Fazer o balão gigante demorou-lhe quase um mês. “Foi uma dor de cabeça. Andei para aí três semanas a fazer contas”, confessa, sublinhando a importância da matemática nesta ciência de fazer balões. “Um balão de metro e meio tem seis gomos, um de seis metros tem 13, um de 12 metros tem 57. Cada balão tem contas a fazer. Se não fizermos as contas certas, pode ir engelhado, de lado… Se a geometria não está certa, não dá para ele ficar esticadinho. Se for a menos, fica como um pepino e arde.”
Quando Florentino Lemos se cansou de fazer contas e começou a usar moldes, passou a fazer 10 ou 15 balões de uma só vez. "Cada balão tem seis gomos, cada gomo leva duas folhas.
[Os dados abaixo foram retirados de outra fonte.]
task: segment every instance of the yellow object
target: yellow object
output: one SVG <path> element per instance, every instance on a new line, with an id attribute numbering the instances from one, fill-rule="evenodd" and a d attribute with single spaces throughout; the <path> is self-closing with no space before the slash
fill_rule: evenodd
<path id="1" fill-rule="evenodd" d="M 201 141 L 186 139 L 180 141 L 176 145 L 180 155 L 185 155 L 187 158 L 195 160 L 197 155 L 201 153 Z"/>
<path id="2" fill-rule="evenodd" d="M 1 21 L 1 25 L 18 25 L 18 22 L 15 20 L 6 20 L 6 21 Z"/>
Faço as contas, ponho as folhas na bancada, faço a cauda. Cor sim, cor não, para quando for ao ar se ver uma cor de um gomo, mais outra. Agarro em 50 folhas, ponho o molde, risco e prendo com molas e corto tudo certinho. Depois meto cola, abro os seis gomos e fica o balão aberto", explica, gabando-se das cores embutidas que usa para fazer a base dos balões. "É uma inovação que não se vê nos outros. Eu bato recordes com isto. Não posso ver esses balões que andam aí no ar, parecem sacos de cimento. Se fosse eu que mandasse, proibia esses balões. Aquilo é algum balão de São João? Um saco de cimento no ar? Nem geometria tem, nem corte tem. Pelo amor de Deus. Um balão de São João tem de ter a geometria de balão. Os meus, pequeninos ou grandes, têm corte de balão. É bonito, vê-se no ar.”
"A alegria daquela gente toda a pegar-me, a beijar-me, a abraçar-me"
Na passada noite de São João, foi a Coimbrões lançar um balão de cinco metros, azul e branco. “Grande parte das pessoas foi pela curiosidade de ver o balão. Toda a gente falava do balão à Porto”, diz sem falsas modéstias. "Pô-lo no ar também é um espetáculo. Como eu deito ninguém deita. Estendemos o balão em comprimento, abrimos a boca, abrimos o gás e com 15% de calor fica logo acima de nós direitinho”, explica. Depois é largar e aplaudir o espetáculo de luz e bateria no céu. “Foi um sucesso. A alegria daquela gente toda a pegar-me, a beijar-me, a abraçar-me. Sei lá quem eram. Eram velhos, novos, tudo.” O preço de um balão como aquele seria de 400 euros, mas não cobrou nada: o pagamento é a felicidade partilhada. “Eu vim cá para ver a alegria de vós todos. E a vossa alegria contagia-me em dobro", respondeu-lhes. “O senhor Lemos deve ser muito conhecido aqui na zona”, atiramos. “Mais que o tremoço”, responde sem medo.